There’s been a monumental amount of discussion on tech blogs and podcasts lately about the problems with the “Rate This App” dialog boxes showing up in apps, and as an extension, Apple’s rating system on the iOS App Store. The issue is complex and nuanced and there doesn’t seem to be one clear fix that will satisfy both users and developers. However, some fantastic ideas have been put forth to make improvements to the currently flawed system, and I think two in combination would make for a MUCH better experience all around.

With respect to those pesky “Rate This App” dialog boxes popping up in practically every app, I think Thomas Verschoren has the smartest solution so far: to move the action into a share sheet, similar to the ones we see for Twitter, Facebook, email et cetera, and give users the ability to write a review that resolves with one of two options: Vote Up or Vote Down, which would turn App Store rankings into a simpler, more democratic system similar to promoting articles on reddit. 

App review in a share sheet (concept by Thomas Verhoven)

App review in a share sheet (concept by Thomas Verhoven)

But, I think what would extend this system to its fullest would be to implement what Collin Donnell suggested: get rid of star ratings and reduce reviews to two features.

Without a way to try an app before purchasing, getting rid of app reviews entirely doesn’t make any sense. The 1-5 star rating part of reviews though? Kill it and leave these options for reviews:

  • The ability to leave a written review with a title and subject.
  • The ability to mark other reviews useful or not.
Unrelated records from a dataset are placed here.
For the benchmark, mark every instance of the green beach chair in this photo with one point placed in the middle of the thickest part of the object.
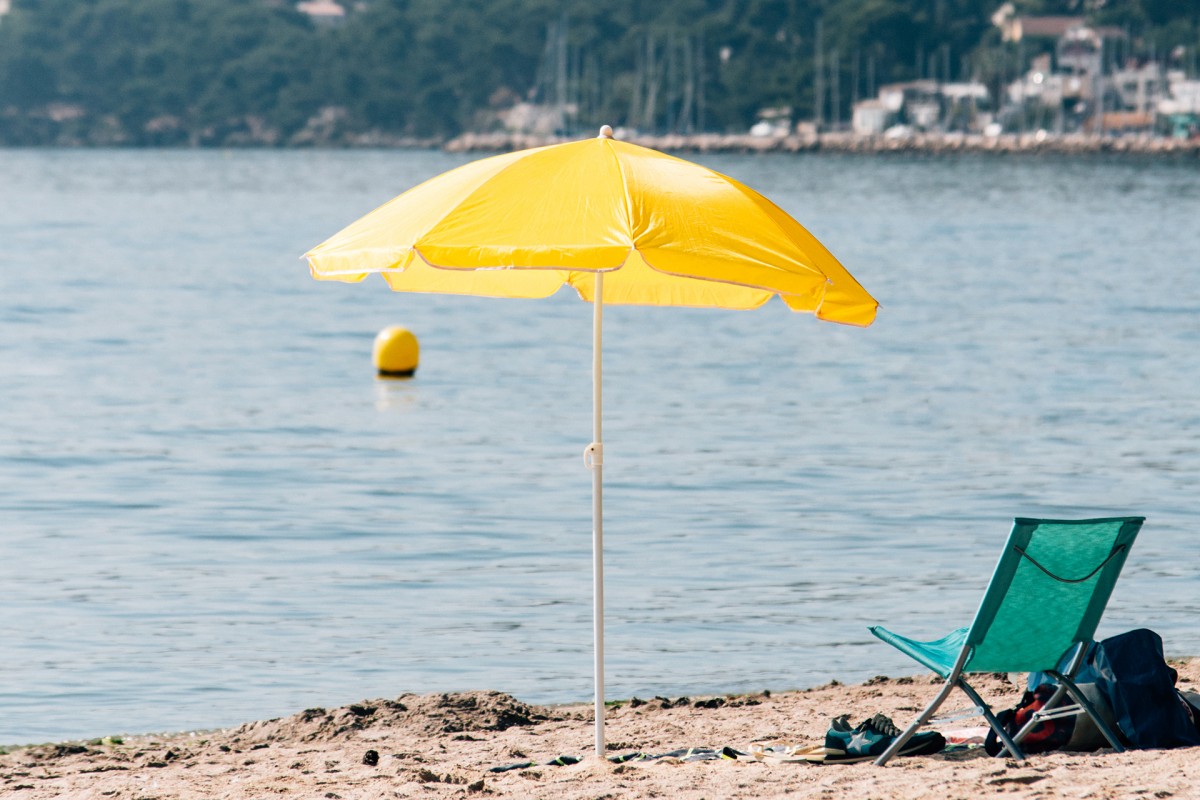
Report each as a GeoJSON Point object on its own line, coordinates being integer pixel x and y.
{"type": "Point", "coordinates": [1044, 601]}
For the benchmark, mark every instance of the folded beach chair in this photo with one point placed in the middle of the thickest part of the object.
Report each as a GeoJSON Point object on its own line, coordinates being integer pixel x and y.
{"type": "Point", "coordinates": [1044, 601]}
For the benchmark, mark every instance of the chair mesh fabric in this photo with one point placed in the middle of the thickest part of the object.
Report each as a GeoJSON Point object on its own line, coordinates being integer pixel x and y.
{"type": "Point", "coordinates": [1030, 619]}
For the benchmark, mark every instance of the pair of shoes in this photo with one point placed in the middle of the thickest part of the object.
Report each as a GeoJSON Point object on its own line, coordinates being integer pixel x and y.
{"type": "Point", "coordinates": [871, 738]}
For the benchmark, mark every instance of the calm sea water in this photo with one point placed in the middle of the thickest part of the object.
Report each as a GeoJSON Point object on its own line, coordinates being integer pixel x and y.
{"type": "Point", "coordinates": [211, 511]}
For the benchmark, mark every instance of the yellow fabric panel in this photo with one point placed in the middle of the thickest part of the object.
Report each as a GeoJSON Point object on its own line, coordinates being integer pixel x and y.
{"type": "Point", "coordinates": [665, 230]}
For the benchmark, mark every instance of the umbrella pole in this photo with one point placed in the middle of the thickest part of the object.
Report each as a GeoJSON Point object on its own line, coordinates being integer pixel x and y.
{"type": "Point", "coordinates": [595, 461]}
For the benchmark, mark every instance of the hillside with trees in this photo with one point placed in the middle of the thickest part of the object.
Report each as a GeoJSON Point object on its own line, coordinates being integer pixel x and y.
{"type": "Point", "coordinates": [228, 72]}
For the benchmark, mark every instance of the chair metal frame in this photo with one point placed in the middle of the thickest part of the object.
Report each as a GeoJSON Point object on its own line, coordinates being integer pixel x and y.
{"type": "Point", "coordinates": [1109, 570]}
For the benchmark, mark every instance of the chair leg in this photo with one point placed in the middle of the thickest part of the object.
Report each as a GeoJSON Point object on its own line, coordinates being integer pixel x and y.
{"type": "Point", "coordinates": [886, 756]}
{"type": "Point", "coordinates": [1033, 720]}
{"type": "Point", "coordinates": [1090, 708]}
{"type": "Point", "coordinates": [1009, 745]}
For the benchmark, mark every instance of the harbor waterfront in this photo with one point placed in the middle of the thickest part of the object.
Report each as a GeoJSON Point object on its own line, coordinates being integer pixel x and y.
{"type": "Point", "coordinates": [933, 143]}
{"type": "Point", "coordinates": [211, 511]}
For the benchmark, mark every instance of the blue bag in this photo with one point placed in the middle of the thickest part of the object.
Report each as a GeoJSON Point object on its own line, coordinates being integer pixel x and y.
{"type": "Point", "coordinates": [1139, 684]}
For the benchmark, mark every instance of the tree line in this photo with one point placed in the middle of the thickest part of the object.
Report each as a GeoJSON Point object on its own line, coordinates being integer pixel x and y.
{"type": "Point", "coordinates": [219, 72]}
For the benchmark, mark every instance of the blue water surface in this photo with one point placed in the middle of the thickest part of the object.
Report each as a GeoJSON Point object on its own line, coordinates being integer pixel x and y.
{"type": "Point", "coordinates": [211, 511]}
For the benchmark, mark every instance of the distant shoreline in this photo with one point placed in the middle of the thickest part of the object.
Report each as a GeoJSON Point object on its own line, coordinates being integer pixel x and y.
{"type": "Point", "coordinates": [849, 143]}
{"type": "Point", "coordinates": [917, 144]}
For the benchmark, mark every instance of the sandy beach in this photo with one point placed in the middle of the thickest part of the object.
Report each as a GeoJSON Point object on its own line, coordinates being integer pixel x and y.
{"type": "Point", "coordinates": [447, 746]}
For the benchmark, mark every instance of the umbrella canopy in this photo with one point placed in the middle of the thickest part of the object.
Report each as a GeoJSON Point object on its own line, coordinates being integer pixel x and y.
{"type": "Point", "coordinates": [617, 222]}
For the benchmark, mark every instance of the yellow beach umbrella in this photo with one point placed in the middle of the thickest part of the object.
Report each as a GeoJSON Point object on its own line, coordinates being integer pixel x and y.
{"type": "Point", "coordinates": [617, 222]}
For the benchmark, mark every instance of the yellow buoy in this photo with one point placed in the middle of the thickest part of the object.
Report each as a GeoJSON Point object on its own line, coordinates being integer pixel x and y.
{"type": "Point", "coordinates": [396, 353]}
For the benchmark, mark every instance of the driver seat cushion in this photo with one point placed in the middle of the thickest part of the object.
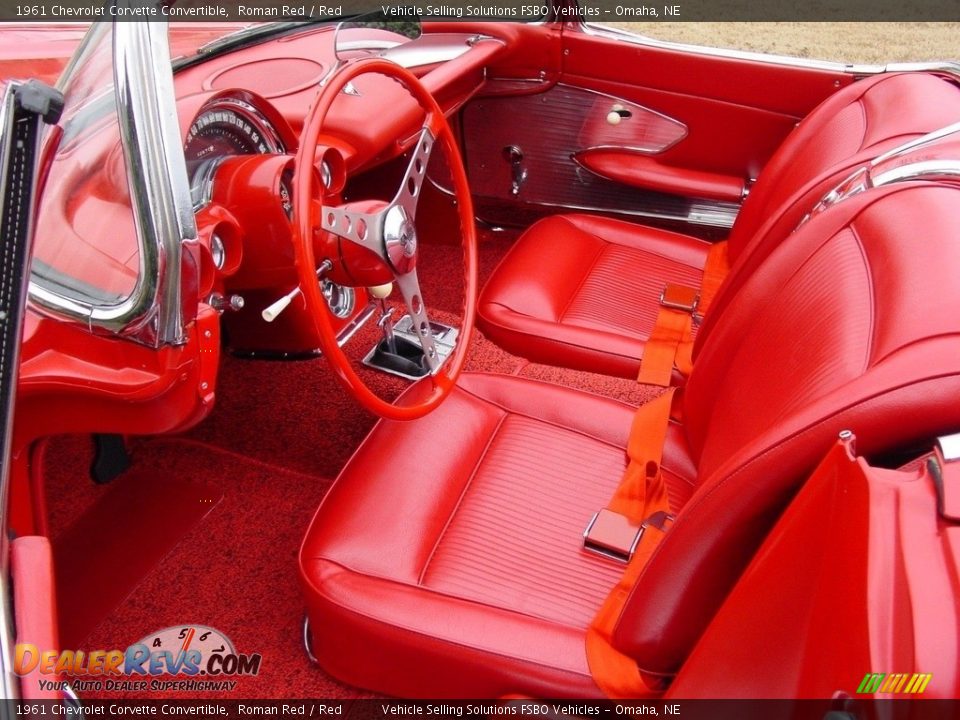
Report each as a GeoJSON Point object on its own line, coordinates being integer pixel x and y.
{"type": "Point", "coordinates": [460, 557]}
{"type": "Point", "coordinates": [584, 291]}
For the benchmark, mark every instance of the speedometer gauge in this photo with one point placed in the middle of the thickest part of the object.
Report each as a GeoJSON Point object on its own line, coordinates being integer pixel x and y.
{"type": "Point", "coordinates": [224, 128]}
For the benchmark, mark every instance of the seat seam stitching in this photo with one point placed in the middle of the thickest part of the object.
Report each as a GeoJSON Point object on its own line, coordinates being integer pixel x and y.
{"type": "Point", "coordinates": [583, 280]}
{"type": "Point", "coordinates": [463, 493]}
{"type": "Point", "coordinates": [554, 424]}
{"type": "Point", "coordinates": [406, 628]}
{"type": "Point", "coordinates": [645, 251]}
{"type": "Point", "coordinates": [868, 358]}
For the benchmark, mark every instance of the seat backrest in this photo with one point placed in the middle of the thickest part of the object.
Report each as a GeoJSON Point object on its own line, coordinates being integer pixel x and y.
{"type": "Point", "coordinates": [853, 324]}
{"type": "Point", "coordinates": [850, 127]}
{"type": "Point", "coordinates": [846, 131]}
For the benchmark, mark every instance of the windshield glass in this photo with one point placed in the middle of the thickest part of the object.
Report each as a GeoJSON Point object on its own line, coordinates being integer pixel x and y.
{"type": "Point", "coordinates": [86, 245]}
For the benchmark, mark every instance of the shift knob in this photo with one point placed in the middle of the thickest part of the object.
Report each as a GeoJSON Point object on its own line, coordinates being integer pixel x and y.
{"type": "Point", "coordinates": [381, 292]}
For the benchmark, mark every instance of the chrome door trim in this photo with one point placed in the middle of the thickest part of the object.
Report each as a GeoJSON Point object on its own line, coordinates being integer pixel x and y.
{"type": "Point", "coordinates": [153, 313]}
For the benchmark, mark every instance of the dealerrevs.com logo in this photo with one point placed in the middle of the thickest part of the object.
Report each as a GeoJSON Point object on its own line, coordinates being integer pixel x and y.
{"type": "Point", "coordinates": [894, 683]}
{"type": "Point", "coordinates": [185, 657]}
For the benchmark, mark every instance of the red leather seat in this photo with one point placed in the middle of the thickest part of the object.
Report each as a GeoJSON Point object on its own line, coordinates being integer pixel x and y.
{"type": "Point", "coordinates": [447, 561]}
{"type": "Point", "coordinates": [583, 292]}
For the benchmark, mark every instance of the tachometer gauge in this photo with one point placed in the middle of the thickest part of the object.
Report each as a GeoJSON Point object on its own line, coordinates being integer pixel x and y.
{"type": "Point", "coordinates": [225, 127]}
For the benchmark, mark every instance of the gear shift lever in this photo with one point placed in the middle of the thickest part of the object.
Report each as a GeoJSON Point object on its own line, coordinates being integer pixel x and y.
{"type": "Point", "coordinates": [386, 326]}
{"type": "Point", "coordinates": [381, 293]}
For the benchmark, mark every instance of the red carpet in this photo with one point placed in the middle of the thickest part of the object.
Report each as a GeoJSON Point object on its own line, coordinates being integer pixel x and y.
{"type": "Point", "coordinates": [280, 432]}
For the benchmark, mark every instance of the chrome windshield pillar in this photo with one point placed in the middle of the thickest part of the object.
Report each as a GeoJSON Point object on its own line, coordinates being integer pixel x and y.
{"type": "Point", "coordinates": [163, 299]}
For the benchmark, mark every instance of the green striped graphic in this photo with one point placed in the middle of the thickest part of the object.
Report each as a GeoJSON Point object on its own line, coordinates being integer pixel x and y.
{"type": "Point", "coordinates": [906, 683]}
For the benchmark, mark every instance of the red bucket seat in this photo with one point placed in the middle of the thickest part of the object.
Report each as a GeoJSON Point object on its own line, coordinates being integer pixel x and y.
{"type": "Point", "coordinates": [446, 560]}
{"type": "Point", "coordinates": [583, 291]}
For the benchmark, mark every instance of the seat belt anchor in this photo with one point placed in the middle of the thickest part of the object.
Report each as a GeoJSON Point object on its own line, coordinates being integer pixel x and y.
{"type": "Point", "coordinates": [614, 536]}
{"type": "Point", "coordinates": [680, 297]}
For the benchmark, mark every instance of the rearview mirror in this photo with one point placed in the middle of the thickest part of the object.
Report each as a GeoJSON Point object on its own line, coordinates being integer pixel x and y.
{"type": "Point", "coordinates": [372, 34]}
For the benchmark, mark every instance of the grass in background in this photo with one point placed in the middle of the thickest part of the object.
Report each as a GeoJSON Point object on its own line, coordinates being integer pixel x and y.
{"type": "Point", "coordinates": [874, 42]}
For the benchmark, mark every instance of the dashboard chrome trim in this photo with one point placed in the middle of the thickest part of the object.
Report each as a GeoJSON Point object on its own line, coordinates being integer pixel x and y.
{"type": "Point", "coordinates": [201, 187]}
{"type": "Point", "coordinates": [858, 69]}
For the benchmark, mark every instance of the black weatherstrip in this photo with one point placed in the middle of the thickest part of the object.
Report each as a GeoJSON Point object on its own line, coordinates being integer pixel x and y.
{"type": "Point", "coordinates": [25, 106]}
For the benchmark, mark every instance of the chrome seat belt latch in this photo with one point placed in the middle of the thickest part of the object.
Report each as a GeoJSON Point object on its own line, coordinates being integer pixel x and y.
{"type": "Point", "coordinates": [614, 536]}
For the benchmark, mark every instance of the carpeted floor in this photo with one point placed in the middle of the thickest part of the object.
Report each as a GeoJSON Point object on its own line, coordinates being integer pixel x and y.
{"type": "Point", "coordinates": [279, 434]}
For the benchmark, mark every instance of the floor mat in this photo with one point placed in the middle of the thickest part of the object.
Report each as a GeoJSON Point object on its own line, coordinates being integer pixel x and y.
{"type": "Point", "coordinates": [278, 434]}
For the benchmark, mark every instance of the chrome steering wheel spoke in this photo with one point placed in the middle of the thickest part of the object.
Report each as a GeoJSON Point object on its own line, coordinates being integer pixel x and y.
{"type": "Point", "coordinates": [408, 196]}
{"type": "Point", "coordinates": [410, 289]}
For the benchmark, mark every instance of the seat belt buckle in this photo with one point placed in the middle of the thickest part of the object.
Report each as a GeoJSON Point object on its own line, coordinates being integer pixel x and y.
{"type": "Point", "coordinates": [613, 536]}
{"type": "Point", "coordinates": [680, 297]}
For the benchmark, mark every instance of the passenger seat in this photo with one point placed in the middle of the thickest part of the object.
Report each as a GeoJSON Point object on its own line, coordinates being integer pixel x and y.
{"type": "Point", "coordinates": [583, 291]}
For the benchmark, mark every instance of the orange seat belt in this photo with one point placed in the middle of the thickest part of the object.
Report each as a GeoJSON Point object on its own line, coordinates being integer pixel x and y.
{"type": "Point", "coordinates": [671, 340]}
{"type": "Point", "coordinates": [640, 497]}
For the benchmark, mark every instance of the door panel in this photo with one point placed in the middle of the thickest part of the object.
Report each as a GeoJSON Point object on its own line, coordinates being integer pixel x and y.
{"type": "Point", "coordinates": [561, 148]}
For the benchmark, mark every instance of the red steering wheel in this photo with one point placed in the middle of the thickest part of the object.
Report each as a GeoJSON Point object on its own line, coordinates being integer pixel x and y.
{"type": "Point", "coordinates": [387, 235]}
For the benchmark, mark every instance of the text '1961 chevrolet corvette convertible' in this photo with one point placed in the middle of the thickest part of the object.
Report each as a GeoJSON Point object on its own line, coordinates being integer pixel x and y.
{"type": "Point", "coordinates": [502, 360]}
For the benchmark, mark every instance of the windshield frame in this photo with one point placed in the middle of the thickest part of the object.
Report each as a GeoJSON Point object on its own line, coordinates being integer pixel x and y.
{"type": "Point", "coordinates": [154, 312]}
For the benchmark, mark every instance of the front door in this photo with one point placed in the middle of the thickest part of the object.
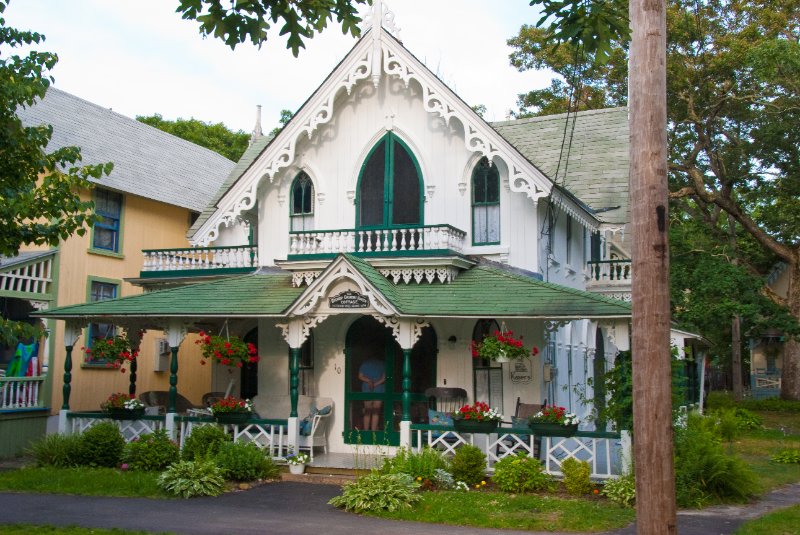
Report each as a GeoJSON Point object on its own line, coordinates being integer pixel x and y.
{"type": "Point", "coordinates": [374, 384]}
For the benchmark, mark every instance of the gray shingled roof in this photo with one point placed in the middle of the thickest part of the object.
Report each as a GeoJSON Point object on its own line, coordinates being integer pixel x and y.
{"type": "Point", "coordinates": [147, 162]}
{"type": "Point", "coordinates": [597, 169]}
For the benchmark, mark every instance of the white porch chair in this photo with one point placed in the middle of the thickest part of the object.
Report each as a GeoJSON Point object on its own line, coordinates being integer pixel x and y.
{"type": "Point", "coordinates": [318, 436]}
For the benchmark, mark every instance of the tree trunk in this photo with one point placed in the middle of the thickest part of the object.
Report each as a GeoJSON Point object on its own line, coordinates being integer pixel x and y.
{"type": "Point", "coordinates": [736, 356]}
{"type": "Point", "coordinates": [790, 374]}
{"type": "Point", "coordinates": [652, 402]}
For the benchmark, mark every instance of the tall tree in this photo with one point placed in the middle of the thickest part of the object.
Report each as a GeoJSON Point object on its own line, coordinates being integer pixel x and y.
{"type": "Point", "coordinates": [40, 191]}
{"type": "Point", "coordinates": [733, 106]}
{"type": "Point", "coordinates": [213, 136]}
{"type": "Point", "coordinates": [242, 20]}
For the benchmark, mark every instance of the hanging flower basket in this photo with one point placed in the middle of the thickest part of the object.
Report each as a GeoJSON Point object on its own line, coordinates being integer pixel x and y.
{"type": "Point", "coordinates": [228, 351]}
{"type": "Point", "coordinates": [115, 351]}
{"type": "Point", "coordinates": [502, 346]}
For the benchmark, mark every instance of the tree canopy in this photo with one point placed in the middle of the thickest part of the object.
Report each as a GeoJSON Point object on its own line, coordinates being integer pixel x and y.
{"type": "Point", "coordinates": [216, 137]}
{"type": "Point", "coordinates": [243, 20]}
{"type": "Point", "coordinates": [732, 101]}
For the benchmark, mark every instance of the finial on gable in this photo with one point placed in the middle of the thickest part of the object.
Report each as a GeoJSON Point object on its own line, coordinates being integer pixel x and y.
{"type": "Point", "coordinates": [379, 15]}
{"type": "Point", "coordinates": [257, 132]}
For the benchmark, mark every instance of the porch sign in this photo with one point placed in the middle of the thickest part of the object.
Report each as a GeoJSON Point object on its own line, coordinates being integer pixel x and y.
{"type": "Point", "coordinates": [349, 299]}
{"type": "Point", "coordinates": [521, 371]}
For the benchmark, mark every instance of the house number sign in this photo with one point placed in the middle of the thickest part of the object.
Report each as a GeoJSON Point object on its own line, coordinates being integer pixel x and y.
{"type": "Point", "coordinates": [520, 371]}
{"type": "Point", "coordinates": [348, 299]}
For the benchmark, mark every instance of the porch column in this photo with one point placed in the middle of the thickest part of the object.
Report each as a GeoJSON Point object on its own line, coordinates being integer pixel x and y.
{"type": "Point", "coordinates": [176, 332]}
{"type": "Point", "coordinates": [72, 331]}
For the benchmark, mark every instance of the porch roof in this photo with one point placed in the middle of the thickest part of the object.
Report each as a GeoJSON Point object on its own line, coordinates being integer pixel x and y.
{"type": "Point", "coordinates": [482, 291]}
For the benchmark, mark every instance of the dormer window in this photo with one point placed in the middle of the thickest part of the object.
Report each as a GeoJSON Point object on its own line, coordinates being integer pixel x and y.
{"type": "Point", "coordinates": [302, 203]}
{"type": "Point", "coordinates": [485, 203]}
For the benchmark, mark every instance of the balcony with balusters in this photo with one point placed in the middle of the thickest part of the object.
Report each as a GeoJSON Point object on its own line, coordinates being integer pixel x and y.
{"type": "Point", "coordinates": [611, 278]}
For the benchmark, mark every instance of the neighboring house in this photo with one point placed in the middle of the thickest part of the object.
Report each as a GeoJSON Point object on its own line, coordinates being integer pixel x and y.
{"type": "Point", "coordinates": [766, 351]}
{"type": "Point", "coordinates": [391, 223]}
{"type": "Point", "coordinates": [157, 187]}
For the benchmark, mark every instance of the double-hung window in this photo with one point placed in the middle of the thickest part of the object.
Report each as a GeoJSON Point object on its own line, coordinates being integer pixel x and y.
{"type": "Point", "coordinates": [108, 207]}
{"type": "Point", "coordinates": [485, 203]}
{"type": "Point", "coordinates": [97, 332]}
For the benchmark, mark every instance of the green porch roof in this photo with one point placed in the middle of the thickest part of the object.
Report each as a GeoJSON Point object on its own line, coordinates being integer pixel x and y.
{"type": "Point", "coordinates": [247, 295]}
{"type": "Point", "coordinates": [482, 291]}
Imagine an App Store devoid of meaningless, gamed star ratings, that provides only the context of real users’ words to guide you. A place where the cruft of app store reviews (the ones that slam a developer for a bug they hadn’t yet discovered) would be pushed away to make way for a meaningful dialogue: between you, the app downloader/buyer, and the users who came before you, who either genuinely liked or disliked the experience.

And once you’re inside the app, if you feel compelled to leave a review, you can find that option in the app’s settings, write a review from right inside the app and carry on with your day.

Perhaps this would lead us closer to the “Good App Store” discussed on Accidental Tech Podcast #44. I hope so. If not, perhaps the folks on Big Talk can sort it for us, even if it takes all night.